Il cavallo saggio stramazzò su se stesso

lanciando nitriti d’emergenza

che furono uditi a Grande Distanza, in provincia di Lecce,

dove abitava suo fratello, minore a lui d’anni ma non di saggezza.

I cittadini di Grande Distanza, atterriti,

si nascondevano in numerose ceste di fichi secchi

ma il cavallo fratello li rassicurò:

Non sussiste minaccia di movimenti sismici,

né si è destata la piovra dai mille tentacoli

che ogni anno richiede il sacrificio di un consigliere comunale,

è mio fratello che mi chiama, fiutando odor di morte,

portategli queste pastiglie, ditegli che ne prenda

due ogni morte di vescovo con un sorso d’acqua minerale,

subito si sentirà meglio, perfettamente in forma

e tornerà alle sue utili occupazioni.

Un ciclista si offrì di portare le pastiglie.

Egli inforca la bicicletta a vela

e il vento lo spinge alla velocità di novecento nodi.

Pedala con le mani e con i piedi, con le unghie e con i denti,

ma soprattutto col sudore della fronte,

mentre il campanello collegato con le pedivelle

a mezzo di un filo elastico di colore azzurrognolo

trilla automaticamente per chiedere strada.

Tutti fanno largo con impegno degno di onesta causa,

comprendendo l’importanza degli avvenimenti

e servendosi degli strumenti che si trovano a portata di mano,

zappe, vanghe, bulldozer, ramaioli, picconi,

spianano le montagne al passaggio del ciclista,

gettano ponti sui fiumi e fiumi sotto i ponti,

torrenti dentro i fiumi, ruscelli dentro i torrenti.

Risultato di questo magnifico sforzo collettivo

in pochi anni il ciclista reca le pastiglie a destinazione,

il vescovo sente che è giunta la sua ultima ora

e muore raccomandando al popolo di seguire i buoni esempi del cavallo.

Il cavallo sta sempre sulla cima della torre merlata,

arrotolato su se stesso, soffrendo di angina pectoris,

appena le campane annunciano la morte del vescovo

inghiotte le pastiglie con un sorso d’acqua minerale,

la tristezza abbandona bestemmiando l’aorta

e per vie traverse si getta alla boscaglia.

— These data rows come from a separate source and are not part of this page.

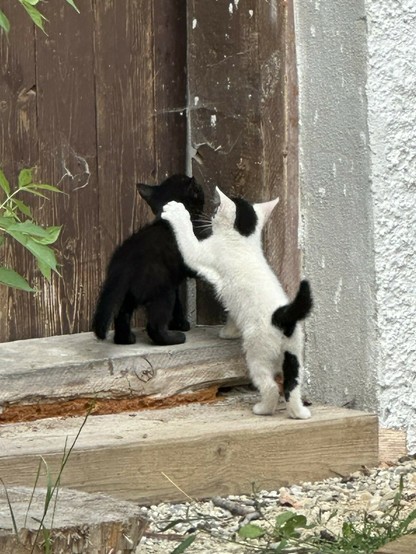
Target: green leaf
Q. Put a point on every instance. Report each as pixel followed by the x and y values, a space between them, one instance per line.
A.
pixel 25 178
pixel 42 186
pixel 282 518
pixel 4 22
pixel 6 222
pixel 184 545
pixel 11 278
pixel 42 253
pixel 250 531
pixel 52 234
pixel 44 269
pixel 23 207
pixel 4 183
pixel 34 14
pixel 28 227
pixel 72 3
pixel 41 235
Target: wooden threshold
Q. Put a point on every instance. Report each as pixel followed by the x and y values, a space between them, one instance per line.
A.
pixel 201 449
pixel 64 375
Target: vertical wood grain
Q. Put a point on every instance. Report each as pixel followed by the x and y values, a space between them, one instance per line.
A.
pixel 169 42
pixel 67 144
pixel 18 149
pixel 238 120
pixel 125 116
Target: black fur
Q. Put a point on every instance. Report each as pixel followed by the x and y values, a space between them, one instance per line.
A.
pixel 287 316
pixel 245 217
pixel 290 374
pixel 147 269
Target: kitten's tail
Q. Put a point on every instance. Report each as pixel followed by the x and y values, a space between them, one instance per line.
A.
pixel 109 301
pixel 287 316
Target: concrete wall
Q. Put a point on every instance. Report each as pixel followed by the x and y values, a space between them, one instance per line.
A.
pixel 337 226
pixel 391 90
pixel 358 170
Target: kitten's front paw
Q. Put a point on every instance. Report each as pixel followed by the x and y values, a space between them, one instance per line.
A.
pixel 175 212
pixel 264 408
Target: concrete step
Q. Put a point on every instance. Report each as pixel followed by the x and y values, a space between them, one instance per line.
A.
pixel 202 449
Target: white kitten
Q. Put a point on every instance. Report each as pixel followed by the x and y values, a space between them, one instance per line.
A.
pixel 232 260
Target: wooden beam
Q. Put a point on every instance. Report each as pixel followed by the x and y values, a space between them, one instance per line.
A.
pixel 206 450
pixel 79 523
pixel 62 375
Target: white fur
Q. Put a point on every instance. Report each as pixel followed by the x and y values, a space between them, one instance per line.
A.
pixel 250 292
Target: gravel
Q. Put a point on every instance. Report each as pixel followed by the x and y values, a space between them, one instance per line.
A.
pixel 326 504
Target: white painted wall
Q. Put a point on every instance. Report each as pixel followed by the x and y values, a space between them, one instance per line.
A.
pixel 391 93
pixel 357 86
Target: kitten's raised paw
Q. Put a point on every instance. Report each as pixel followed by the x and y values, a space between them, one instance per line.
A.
pixel 229 332
pixel 175 211
pixel 300 412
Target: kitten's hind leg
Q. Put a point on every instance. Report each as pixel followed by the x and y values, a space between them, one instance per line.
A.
pixel 291 387
pixel 122 322
pixel 230 330
pixel 159 314
pixel 179 321
pixel 262 377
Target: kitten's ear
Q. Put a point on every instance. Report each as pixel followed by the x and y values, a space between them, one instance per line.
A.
pixel 145 191
pixel 266 208
pixel 221 198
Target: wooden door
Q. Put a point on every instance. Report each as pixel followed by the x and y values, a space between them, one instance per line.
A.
pixel 118 94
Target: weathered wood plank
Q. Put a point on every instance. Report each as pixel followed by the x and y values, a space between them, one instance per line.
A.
pixel 238 73
pixel 79 523
pixel 169 83
pixel 195 446
pixel 67 141
pixel 403 545
pixel 124 74
pixel 18 149
pixel 71 367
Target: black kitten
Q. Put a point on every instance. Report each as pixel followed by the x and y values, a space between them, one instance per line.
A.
pixel 147 269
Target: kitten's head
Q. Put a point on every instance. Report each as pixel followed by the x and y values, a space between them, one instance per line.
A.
pixel 239 215
pixel 177 187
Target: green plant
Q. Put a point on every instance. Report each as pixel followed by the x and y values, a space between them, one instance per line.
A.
pixel 17 223
pixel 291 533
pixel 34 13
pixel 51 497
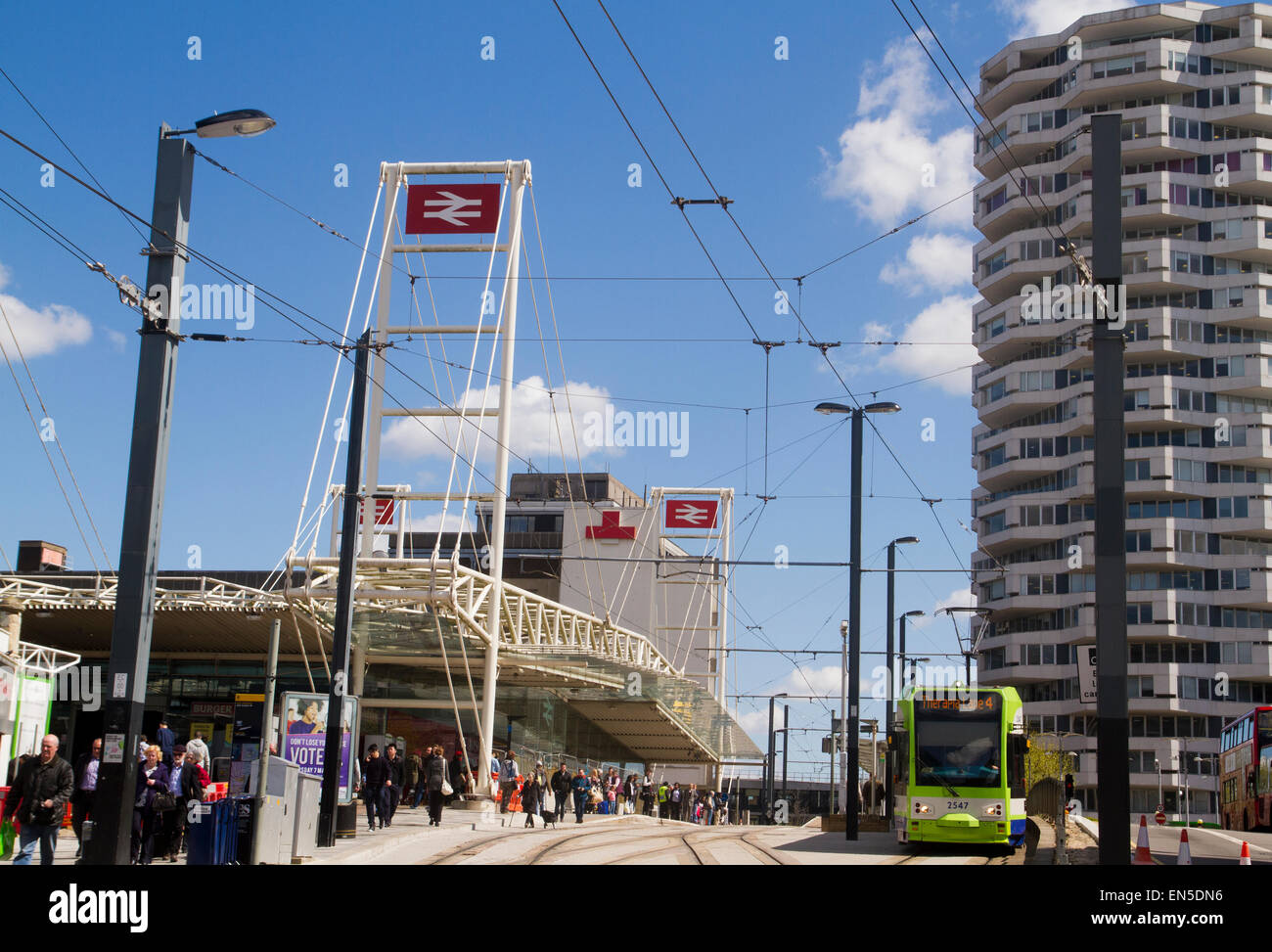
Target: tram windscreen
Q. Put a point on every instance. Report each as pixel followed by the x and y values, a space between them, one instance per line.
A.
pixel 958 745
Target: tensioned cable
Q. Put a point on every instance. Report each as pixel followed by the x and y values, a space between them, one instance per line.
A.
pixel 45 444
pixel 67 145
pixel 754 252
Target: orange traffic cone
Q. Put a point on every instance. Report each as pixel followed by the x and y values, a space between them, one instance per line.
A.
pixel 1143 855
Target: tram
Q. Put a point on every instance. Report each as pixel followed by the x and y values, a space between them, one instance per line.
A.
pixel 958 765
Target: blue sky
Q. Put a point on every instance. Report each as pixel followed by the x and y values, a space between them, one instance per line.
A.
pixel 819 152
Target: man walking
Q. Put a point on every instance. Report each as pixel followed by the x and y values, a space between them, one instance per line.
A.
pixel 374 774
pixel 39 795
pixel 508 771
pixel 580 787
pixel 166 740
pixel 560 784
pixel 84 792
pixel 393 784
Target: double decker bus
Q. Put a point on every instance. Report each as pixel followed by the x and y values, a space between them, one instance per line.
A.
pixel 1246 762
pixel 959 766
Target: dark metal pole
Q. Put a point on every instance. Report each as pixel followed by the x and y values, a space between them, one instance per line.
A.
pixel 850 728
pixel 886 723
pixel 1111 653
pixel 770 765
pixel 343 621
pixel 787 744
pixel 143 508
pixel 835 749
pixel 901 655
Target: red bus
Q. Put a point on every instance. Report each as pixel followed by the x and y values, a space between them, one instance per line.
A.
pixel 1246 771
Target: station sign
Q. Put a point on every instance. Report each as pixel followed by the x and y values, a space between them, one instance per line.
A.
pixel 452 208
pixel 691 515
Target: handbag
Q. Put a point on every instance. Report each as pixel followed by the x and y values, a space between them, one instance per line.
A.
pixel 7 838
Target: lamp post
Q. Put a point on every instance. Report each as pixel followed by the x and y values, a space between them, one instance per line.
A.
pixel 853 702
pixel 772 756
pixel 901 646
pixel 886 723
pixel 148 464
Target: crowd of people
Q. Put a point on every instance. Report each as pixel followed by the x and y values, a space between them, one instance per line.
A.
pixel 169 775
pixel 610 793
pixel 386 782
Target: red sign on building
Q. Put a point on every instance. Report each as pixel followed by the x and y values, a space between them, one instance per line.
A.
pixel 690 515
pixel 385 512
pixel 610 527
pixel 452 208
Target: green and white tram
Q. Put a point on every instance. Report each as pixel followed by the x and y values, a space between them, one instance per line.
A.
pixel 958 764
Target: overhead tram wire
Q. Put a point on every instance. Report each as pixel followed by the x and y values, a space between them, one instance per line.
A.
pixel 223 270
pixel 67 145
pixel 750 245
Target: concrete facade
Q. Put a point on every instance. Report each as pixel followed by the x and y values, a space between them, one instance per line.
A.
pixel 1194 84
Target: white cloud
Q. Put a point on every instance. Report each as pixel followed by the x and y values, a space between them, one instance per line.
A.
pixel 937 262
pixel 39 331
pixel 454 521
pixel 534 426
pixel 1033 18
pixel 889 159
pixel 936 335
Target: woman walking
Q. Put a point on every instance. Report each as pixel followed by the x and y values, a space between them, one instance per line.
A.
pixel 433 775
pixel 152 782
pixel 532 794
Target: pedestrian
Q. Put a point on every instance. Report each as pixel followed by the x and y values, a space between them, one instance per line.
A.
pixel 374 774
pixel 187 783
pixel 38 796
pixel 457 775
pixel 532 793
pixel 560 783
pixel 508 774
pixel 580 787
pixel 421 790
pixel 85 792
pixel 393 784
pixel 433 775
pixel 199 748
pixel 613 784
pixel 166 740
pixel 152 792
pixel 411 778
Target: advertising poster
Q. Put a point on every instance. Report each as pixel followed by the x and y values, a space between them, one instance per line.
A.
pixel 304 736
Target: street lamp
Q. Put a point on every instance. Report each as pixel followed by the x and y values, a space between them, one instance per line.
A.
pixel 886 723
pixel 853 702
pixel 901 646
pixel 772 756
pixel 148 462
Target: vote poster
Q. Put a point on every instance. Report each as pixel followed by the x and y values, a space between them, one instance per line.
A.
pixel 304 736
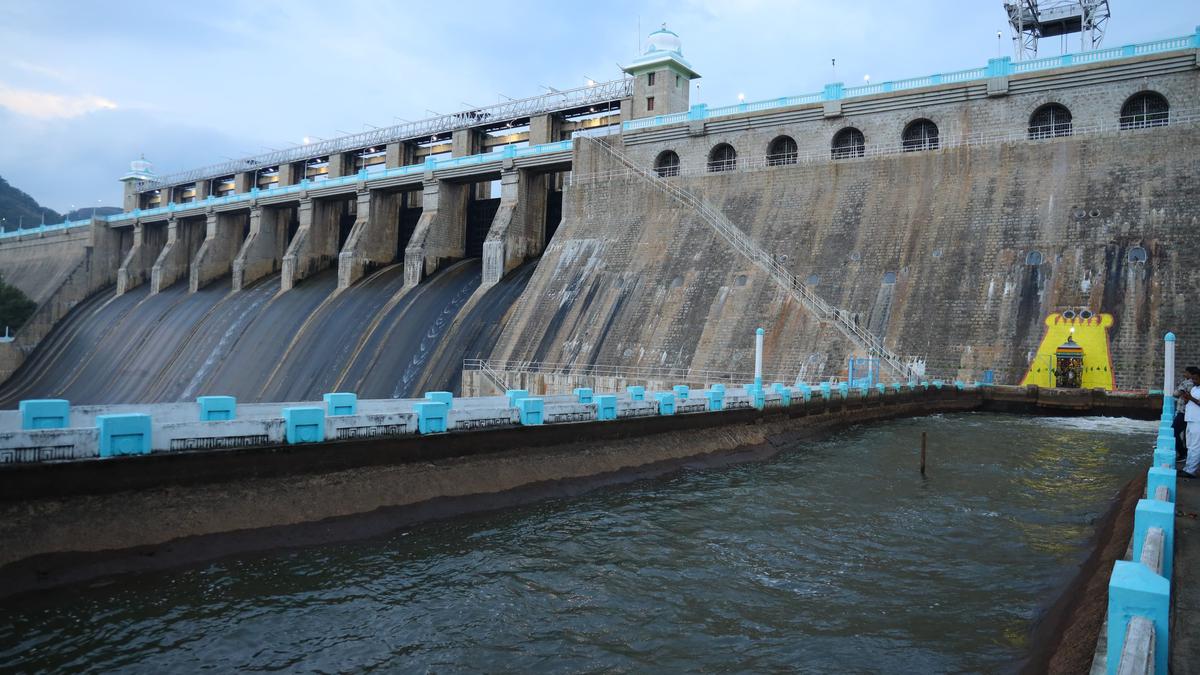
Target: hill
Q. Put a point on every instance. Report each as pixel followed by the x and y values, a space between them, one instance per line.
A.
pixel 17 205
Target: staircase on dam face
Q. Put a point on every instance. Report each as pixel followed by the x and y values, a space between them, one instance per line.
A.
pixel 826 312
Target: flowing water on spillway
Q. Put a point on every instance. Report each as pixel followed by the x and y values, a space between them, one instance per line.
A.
pixel 832 556
pixel 261 345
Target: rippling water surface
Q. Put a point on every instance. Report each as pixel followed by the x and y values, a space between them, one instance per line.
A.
pixel 832 556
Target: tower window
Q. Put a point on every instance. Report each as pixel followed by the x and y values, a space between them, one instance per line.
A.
pixel 1049 121
pixel 783 150
pixel 919 135
pixel 723 157
pixel 849 143
pixel 1144 109
pixel 666 163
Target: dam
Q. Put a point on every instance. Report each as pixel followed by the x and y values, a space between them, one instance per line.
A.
pixel 300 363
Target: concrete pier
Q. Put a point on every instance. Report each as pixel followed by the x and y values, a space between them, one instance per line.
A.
pixel 262 252
pixel 315 245
pixel 149 239
pixel 223 234
pixel 185 236
pixel 372 242
pixel 441 234
pixel 519 230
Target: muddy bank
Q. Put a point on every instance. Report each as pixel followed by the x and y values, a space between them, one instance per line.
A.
pixel 63 539
pixel 1065 639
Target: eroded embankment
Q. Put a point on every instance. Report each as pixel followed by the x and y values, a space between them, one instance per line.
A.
pixel 78 520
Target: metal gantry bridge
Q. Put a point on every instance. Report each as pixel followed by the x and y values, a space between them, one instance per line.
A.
pixel 568 102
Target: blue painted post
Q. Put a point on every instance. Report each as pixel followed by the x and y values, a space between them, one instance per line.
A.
pixel 1153 513
pixel 606 407
pixel 757 358
pixel 1169 372
pixel 305 424
pixel 715 399
pixel 431 417
pixel 666 402
pixel 45 413
pixel 441 398
pixel 532 411
pixel 341 402
pixel 217 408
pixel 124 435
pixel 1161 476
pixel 1137 591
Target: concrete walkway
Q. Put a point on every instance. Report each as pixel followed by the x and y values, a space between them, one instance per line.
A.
pixel 1186 603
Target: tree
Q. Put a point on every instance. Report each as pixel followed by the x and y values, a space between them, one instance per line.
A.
pixel 16 308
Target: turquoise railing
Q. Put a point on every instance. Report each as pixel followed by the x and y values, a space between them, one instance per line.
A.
pixel 995 67
pixel 431 163
pixel 45 228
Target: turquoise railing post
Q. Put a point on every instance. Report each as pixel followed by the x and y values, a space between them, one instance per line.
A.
pixel 1134 590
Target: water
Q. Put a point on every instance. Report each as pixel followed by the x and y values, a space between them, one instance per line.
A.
pixel 832 556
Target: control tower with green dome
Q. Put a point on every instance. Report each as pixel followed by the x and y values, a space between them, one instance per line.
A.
pixel 661 76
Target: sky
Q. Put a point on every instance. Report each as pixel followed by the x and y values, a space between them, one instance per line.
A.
pixel 87 87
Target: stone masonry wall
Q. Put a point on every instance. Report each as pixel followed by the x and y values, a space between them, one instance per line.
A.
pixel 929 249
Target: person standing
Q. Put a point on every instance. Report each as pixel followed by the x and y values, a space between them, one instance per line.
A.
pixel 1192 416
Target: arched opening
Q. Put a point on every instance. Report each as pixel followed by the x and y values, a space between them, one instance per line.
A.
pixel 849 143
pixel 666 163
pixel 1145 108
pixel 1050 121
pixel 783 150
pixel 919 135
pixel 723 157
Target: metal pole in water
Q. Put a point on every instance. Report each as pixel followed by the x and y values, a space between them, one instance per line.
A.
pixel 922 453
pixel 757 358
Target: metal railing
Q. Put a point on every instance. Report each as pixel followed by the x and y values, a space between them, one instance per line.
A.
pixel 781 275
pixel 946 142
pixel 431 163
pixel 551 102
pixel 995 67
pixel 45 228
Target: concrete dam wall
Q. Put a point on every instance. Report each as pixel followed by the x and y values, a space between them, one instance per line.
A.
pixel 954 255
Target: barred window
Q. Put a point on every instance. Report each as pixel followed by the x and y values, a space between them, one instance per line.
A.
pixel 1146 108
pixel 1049 121
pixel 919 135
pixel 783 150
pixel 723 157
pixel 849 143
pixel 666 163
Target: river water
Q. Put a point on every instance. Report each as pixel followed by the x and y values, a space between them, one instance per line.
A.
pixel 831 556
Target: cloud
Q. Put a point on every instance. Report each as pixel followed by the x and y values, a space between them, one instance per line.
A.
pixel 42 105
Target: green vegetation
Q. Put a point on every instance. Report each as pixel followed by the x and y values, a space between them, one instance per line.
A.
pixel 17 205
pixel 16 308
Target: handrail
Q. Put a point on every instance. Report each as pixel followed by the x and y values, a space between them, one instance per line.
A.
pixel 541 103
pixel 744 245
pixel 996 67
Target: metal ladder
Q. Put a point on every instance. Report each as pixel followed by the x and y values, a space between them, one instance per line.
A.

Il cavallo saggio ritrova le sue formidabili energie,

cattura i provvedimenti, li costringe a bere le pozzanghere,

le vecchine attraversano la strada all’asciutto,

i piccoli sono condannati all’ergastolo,

la foce del Po si sgombra, le sue acque trionfali

spazzano l’Adriatico con tutti i suoi delfini.

Dopo questa terribile avventura il cavallo saggio

continuò a fumare la pipa e a uccidere microbi,

li uccideva uno alla volta, schiacciandoli tra due zoccoli,

morendo essi pronunciavano frasi storiche ma sconnesse

e facevano testamento a favore della città.